For designers, this might mean sketching, with a pencil on paper, the proposed design before scanning and sharing the sketches with the team. Other designers work quickly using digital tools and might employ software to create these simple drawings.
Regardless of the preferred media, storyboard sketches are not intended to be labor or time-intensive. This is a departure from the more significant investments in other design process steps like UX Persona, Process Flow, and Workflow.
If the quality of output from the previous three steps is high, storyboard sketches should be able to be completed quickly.
Using the workflow as a guide
Storyboard sketches are quick studies that explore how the steps in a workflow can be translated to screen design.
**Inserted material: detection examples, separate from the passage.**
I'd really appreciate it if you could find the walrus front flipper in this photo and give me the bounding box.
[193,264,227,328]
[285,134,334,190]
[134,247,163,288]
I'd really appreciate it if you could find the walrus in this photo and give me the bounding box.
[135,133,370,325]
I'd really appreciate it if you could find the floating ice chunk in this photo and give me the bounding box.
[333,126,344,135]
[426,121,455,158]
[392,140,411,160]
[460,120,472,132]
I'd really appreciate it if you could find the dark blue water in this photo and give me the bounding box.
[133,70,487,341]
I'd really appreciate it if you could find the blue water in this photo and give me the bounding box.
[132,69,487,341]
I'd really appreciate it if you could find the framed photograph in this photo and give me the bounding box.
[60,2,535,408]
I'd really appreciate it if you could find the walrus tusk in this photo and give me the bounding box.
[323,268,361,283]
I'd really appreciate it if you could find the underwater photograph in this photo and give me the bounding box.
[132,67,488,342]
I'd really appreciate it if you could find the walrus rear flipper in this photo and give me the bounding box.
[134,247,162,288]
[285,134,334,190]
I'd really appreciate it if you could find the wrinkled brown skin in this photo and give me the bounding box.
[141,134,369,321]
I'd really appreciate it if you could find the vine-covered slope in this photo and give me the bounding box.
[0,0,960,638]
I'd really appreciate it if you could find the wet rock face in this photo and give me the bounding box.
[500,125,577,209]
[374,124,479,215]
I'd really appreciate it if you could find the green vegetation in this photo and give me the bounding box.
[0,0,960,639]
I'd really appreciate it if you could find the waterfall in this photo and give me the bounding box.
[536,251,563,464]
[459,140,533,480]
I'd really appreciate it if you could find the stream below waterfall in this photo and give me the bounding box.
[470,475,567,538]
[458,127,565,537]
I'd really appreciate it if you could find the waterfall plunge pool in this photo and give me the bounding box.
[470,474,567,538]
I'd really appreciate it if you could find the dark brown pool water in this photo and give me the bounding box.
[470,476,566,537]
This allows stakeholders to visualize layouts and interactions before moving into wireframes.
More specifically, storyboard sketches illustrate the concept of how a persona will experience the product for a given workflow, showing what the user’s point of view would look like in the context of the application.
Because the primary focus of storyboard sketches is on visualizing and validating the design concept—screens needed in the product, screen layout and hierarchy, and potential placement for copy and components—there is no data behind the sketches, and the sketches are not clickable.
Transitioning from Discovery to Build
Storyboard sketches are a great way to share out and validate ideas and thoughts—and avoid misunderstandings or miscommunication! Since this is the first visualization of what will eventually be built, sketches provide a great artifact to ensure everyone agrees on the direction being taken.
The speed of storyboard sketches makes them the perfect transitional point between the discovery and build phases, establishing a solid foundation for moving on to a more detailed (and time-consuming) level of design, starting with low-fidelity wireframes.